CodePudding user response：

I'm not really familiar with the InheritableThread and Queue, but as far as I can see, you want to create threads based on statistics. Meaning, every thread calculating a different statistic. This doesn't look optimized by design. I mean, some statistics will likely be calculated quicker than others. And then your processing power in those threads will not be used.

As you know, Spark is a distributed computing system which performs all the parallelism for you. I very highly doubt you can outperform Spark's optimization using Python's tools. If we could do that, it would already be integrated into Spark.

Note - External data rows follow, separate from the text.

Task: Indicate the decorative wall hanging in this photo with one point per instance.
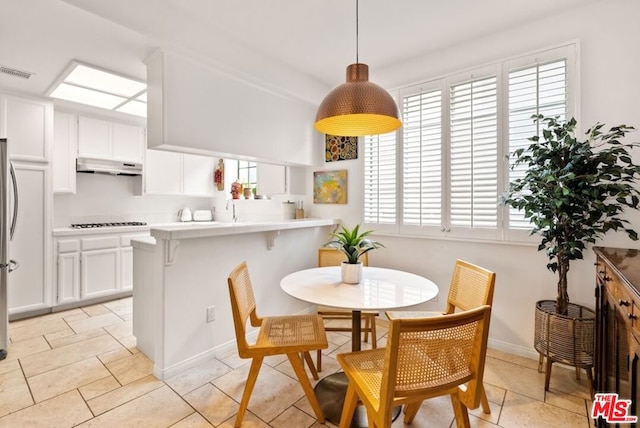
(330, 187)
(340, 148)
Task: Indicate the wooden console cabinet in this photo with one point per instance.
(617, 352)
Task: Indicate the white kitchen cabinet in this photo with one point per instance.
(163, 173)
(94, 265)
(197, 172)
(99, 272)
(68, 270)
(105, 139)
(171, 173)
(65, 149)
(28, 123)
(30, 284)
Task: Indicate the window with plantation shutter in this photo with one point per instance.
(422, 158)
(451, 150)
(473, 153)
(541, 88)
(380, 179)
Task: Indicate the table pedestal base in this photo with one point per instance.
(331, 392)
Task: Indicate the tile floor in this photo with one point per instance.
(81, 368)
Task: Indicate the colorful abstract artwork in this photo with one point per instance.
(330, 187)
(340, 148)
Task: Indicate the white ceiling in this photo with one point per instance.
(306, 41)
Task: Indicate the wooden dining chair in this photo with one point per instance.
(335, 257)
(291, 335)
(424, 358)
(471, 287)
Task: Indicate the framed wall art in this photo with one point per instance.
(340, 148)
(330, 187)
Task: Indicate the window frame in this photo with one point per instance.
(502, 232)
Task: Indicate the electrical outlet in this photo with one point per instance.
(211, 314)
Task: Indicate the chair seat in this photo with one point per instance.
(299, 332)
(414, 314)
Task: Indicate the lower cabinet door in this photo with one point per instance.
(68, 277)
(100, 272)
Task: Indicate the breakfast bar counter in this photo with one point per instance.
(181, 309)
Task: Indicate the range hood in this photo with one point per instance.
(106, 166)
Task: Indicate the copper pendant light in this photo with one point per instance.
(357, 107)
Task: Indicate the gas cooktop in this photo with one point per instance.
(112, 224)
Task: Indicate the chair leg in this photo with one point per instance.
(296, 363)
(483, 400)
(374, 334)
(547, 374)
(410, 411)
(312, 367)
(256, 363)
(367, 327)
(460, 412)
(349, 407)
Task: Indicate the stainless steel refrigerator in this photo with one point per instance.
(8, 219)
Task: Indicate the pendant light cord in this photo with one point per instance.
(357, 20)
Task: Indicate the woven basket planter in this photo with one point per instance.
(567, 339)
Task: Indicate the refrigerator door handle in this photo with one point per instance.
(15, 202)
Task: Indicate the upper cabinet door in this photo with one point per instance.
(65, 148)
(128, 142)
(29, 125)
(94, 138)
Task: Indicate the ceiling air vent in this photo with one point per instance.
(14, 72)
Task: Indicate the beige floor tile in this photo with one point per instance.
(513, 377)
(66, 410)
(14, 392)
(195, 420)
(292, 417)
(19, 332)
(121, 306)
(122, 395)
(250, 421)
(120, 330)
(131, 368)
(524, 412)
(273, 394)
(158, 409)
(212, 403)
(64, 355)
(63, 379)
(7, 365)
(95, 310)
(68, 336)
(34, 345)
(94, 322)
(197, 376)
(114, 355)
(99, 387)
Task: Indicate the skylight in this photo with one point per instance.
(89, 85)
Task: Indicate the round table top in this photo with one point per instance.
(380, 288)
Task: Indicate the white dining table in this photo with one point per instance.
(379, 289)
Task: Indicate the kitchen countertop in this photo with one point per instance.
(201, 230)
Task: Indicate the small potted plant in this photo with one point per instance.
(353, 244)
(573, 192)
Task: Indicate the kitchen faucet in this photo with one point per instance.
(233, 205)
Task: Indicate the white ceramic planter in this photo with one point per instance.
(351, 273)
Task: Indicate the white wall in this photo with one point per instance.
(104, 198)
(609, 92)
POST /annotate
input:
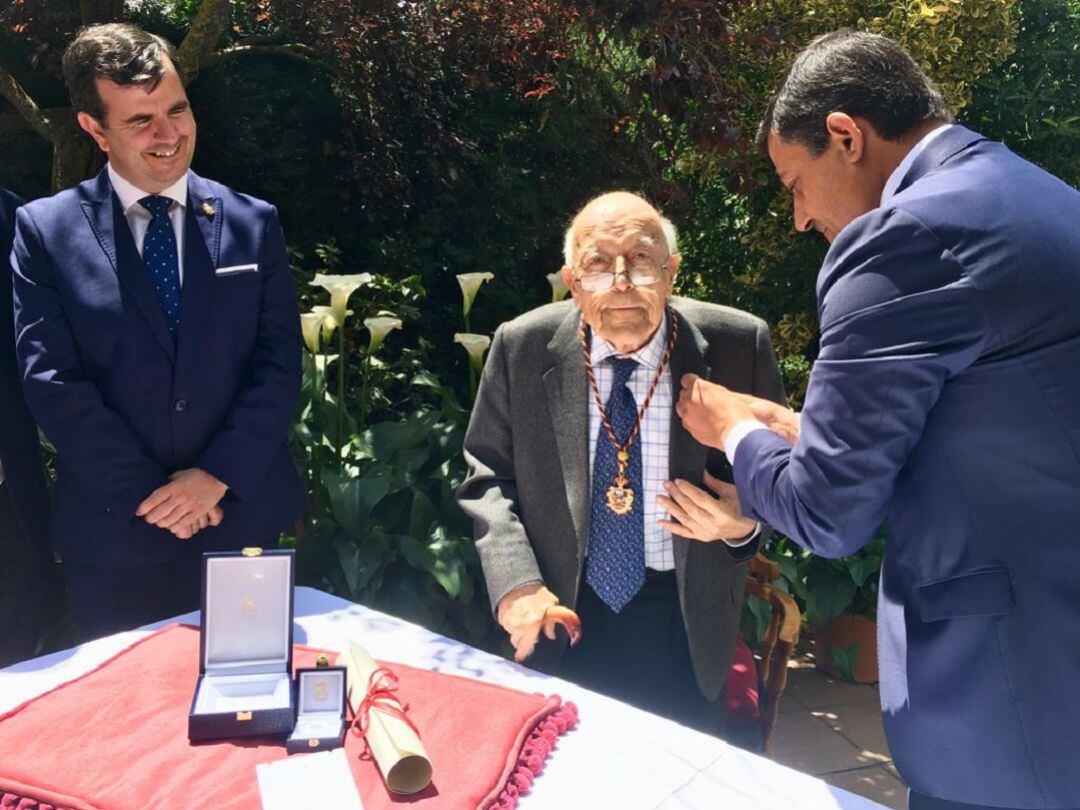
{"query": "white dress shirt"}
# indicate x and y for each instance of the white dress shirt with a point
(739, 432)
(138, 218)
(653, 437)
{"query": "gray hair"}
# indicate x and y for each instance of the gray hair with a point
(119, 52)
(671, 237)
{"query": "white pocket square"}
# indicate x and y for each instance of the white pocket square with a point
(235, 269)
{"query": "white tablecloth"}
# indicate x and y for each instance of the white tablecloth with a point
(618, 756)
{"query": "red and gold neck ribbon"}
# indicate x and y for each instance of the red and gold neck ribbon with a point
(381, 686)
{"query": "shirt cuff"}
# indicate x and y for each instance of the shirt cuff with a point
(752, 538)
(738, 434)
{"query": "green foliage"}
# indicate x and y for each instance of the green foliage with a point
(827, 588)
(1031, 100)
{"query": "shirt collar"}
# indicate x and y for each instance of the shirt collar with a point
(649, 355)
(130, 194)
(898, 174)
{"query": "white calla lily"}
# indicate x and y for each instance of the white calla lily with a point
(311, 324)
(329, 320)
(475, 345)
(558, 288)
(470, 285)
(380, 326)
(340, 287)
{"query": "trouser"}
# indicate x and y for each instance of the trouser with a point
(642, 656)
(22, 586)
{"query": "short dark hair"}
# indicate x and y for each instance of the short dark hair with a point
(855, 72)
(119, 52)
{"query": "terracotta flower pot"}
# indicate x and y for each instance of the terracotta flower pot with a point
(842, 632)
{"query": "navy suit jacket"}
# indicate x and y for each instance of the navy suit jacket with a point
(19, 449)
(946, 399)
(124, 405)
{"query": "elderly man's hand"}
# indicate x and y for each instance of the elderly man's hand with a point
(704, 516)
(184, 500)
(780, 420)
(710, 410)
(522, 613)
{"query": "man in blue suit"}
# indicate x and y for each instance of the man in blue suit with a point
(946, 399)
(24, 497)
(159, 342)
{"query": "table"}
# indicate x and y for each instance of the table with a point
(618, 757)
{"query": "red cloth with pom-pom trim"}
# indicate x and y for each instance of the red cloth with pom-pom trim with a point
(116, 739)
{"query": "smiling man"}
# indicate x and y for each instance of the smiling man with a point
(946, 400)
(583, 487)
(158, 336)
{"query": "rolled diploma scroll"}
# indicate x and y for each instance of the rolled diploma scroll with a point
(396, 748)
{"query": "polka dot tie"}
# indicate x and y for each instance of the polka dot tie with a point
(615, 567)
(160, 257)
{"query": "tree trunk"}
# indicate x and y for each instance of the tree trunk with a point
(75, 159)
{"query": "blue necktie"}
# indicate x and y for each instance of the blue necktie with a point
(160, 257)
(615, 566)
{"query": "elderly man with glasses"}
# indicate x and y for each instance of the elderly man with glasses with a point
(586, 491)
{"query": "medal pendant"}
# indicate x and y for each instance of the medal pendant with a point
(620, 497)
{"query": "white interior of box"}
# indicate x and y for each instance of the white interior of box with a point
(247, 615)
(318, 727)
(320, 704)
(321, 691)
(228, 693)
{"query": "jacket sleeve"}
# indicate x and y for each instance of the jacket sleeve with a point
(257, 422)
(95, 444)
(489, 493)
(899, 319)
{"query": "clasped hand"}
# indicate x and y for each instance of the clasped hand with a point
(527, 609)
(185, 505)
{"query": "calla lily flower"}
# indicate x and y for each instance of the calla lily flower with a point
(340, 287)
(311, 323)
(558, 288)
(475, 345)
(470, 285)
(380, 326)
(329, 320)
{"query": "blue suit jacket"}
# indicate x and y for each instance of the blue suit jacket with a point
(19, 449)
(122, 404)
(946, 399)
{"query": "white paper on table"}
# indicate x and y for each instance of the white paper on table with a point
(309, 782)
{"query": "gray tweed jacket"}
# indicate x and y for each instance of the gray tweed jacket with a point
(528, 484)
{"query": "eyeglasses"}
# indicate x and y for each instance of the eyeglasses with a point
(599, 272)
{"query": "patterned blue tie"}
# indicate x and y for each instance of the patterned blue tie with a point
(615, 566)
(160, 257)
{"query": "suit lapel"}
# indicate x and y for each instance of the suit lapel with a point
(567, 391)
(686, 457)
(202, 238)
(107, 220)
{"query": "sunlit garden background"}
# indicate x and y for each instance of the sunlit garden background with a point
(426, 158)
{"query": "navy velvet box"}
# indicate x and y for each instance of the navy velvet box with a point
(245, 685)
(321, 704)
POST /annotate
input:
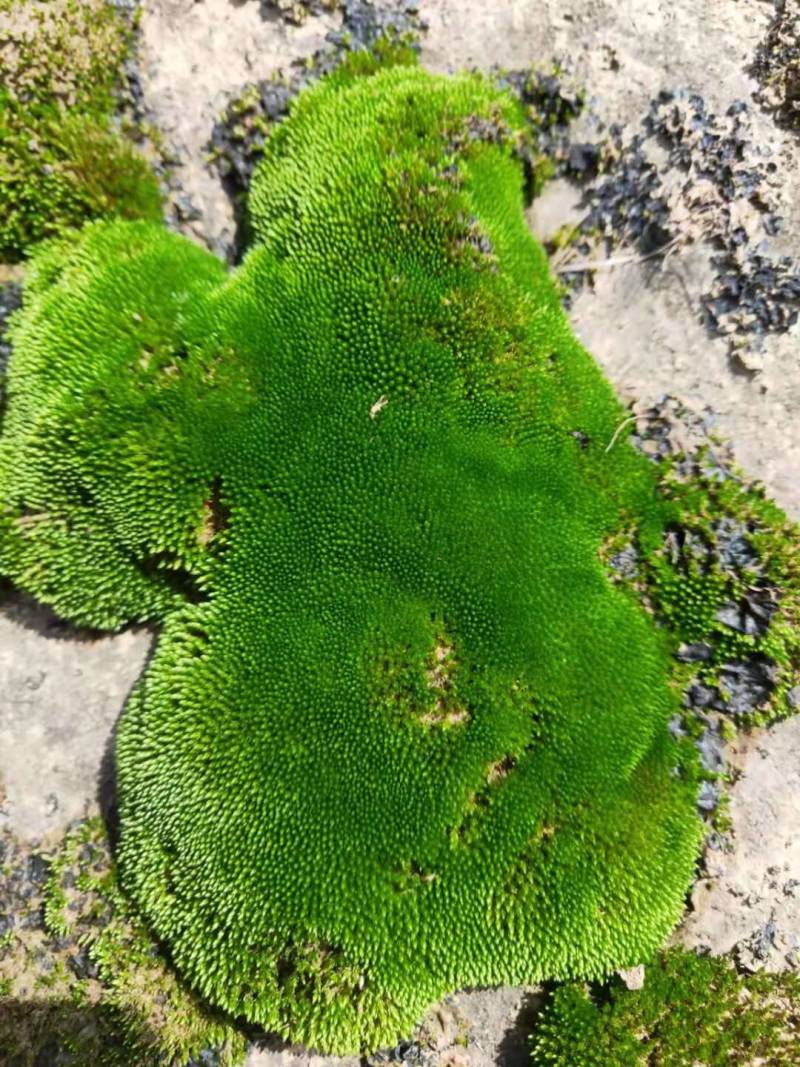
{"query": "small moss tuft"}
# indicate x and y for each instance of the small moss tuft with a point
(61, 160)
(691, 1010)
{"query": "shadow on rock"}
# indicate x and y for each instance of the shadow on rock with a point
(514, 1049)
(41, 1033)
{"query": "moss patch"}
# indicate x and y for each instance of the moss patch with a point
(402, 732)
(691, 1012)
(81, 980)
(61, 160)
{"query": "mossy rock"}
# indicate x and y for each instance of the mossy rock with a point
(401, 733)
(691, 1012)
(62, 162)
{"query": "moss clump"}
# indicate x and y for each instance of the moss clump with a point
(81, 980)
(401, 732)
(691, 1012)
(61, 161)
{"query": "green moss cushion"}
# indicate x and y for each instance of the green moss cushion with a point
(400, 734)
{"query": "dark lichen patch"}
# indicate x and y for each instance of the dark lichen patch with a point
(372, 36)
(725, 575)
(777, 66)
(690, 1009)
(716, 185)
(81, 978)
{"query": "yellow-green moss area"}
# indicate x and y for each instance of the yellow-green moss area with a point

The first approach is very nicely written: conditional statements based on data types, inclusion of isnan, type hints - well done. It would probably perform the best it's possible, it's definitely written efficiently. The biggest drawback is the nature that it will be run on the whole dataframe, but you can't really escape that. Regarding the number of columns, you shouldn't be worried. The whole select statement will be very long, but it's just one operation. The logical/physical plan should be efficient. In worst-case scenario, you could persist/cache the dataframe before this operation, as you may have problems if this dataframe is created using some complex code. But other than that you should be fine.

As an alternative, for some statistics you may consider using summary:

df.summary().show()
#  ------- ----- ------------------ 
# |summary|    T|                 C|
#  ------- ----- ------------------ 
# |  count|    3|                 3|
# |   mean| null|43.666666666666664|
# | stddev| null| 32.34707611722168|
# |    min|Alice|              18.0|
# |    25%| null|              18.0|
# |    50%| null|              33.0|
# |    75%| null|              80.0|
# |    max| Mark|              80.0|
#  ------- ----- ------------------

This approach would only work for numeric and string columns. Date/Timestamp columns (e.g. "D") are automatically excluded. But I'm not sure if this would be more efficient. And definitely it would be less clear, as it would add additional logic to your code which now is quite straightforward.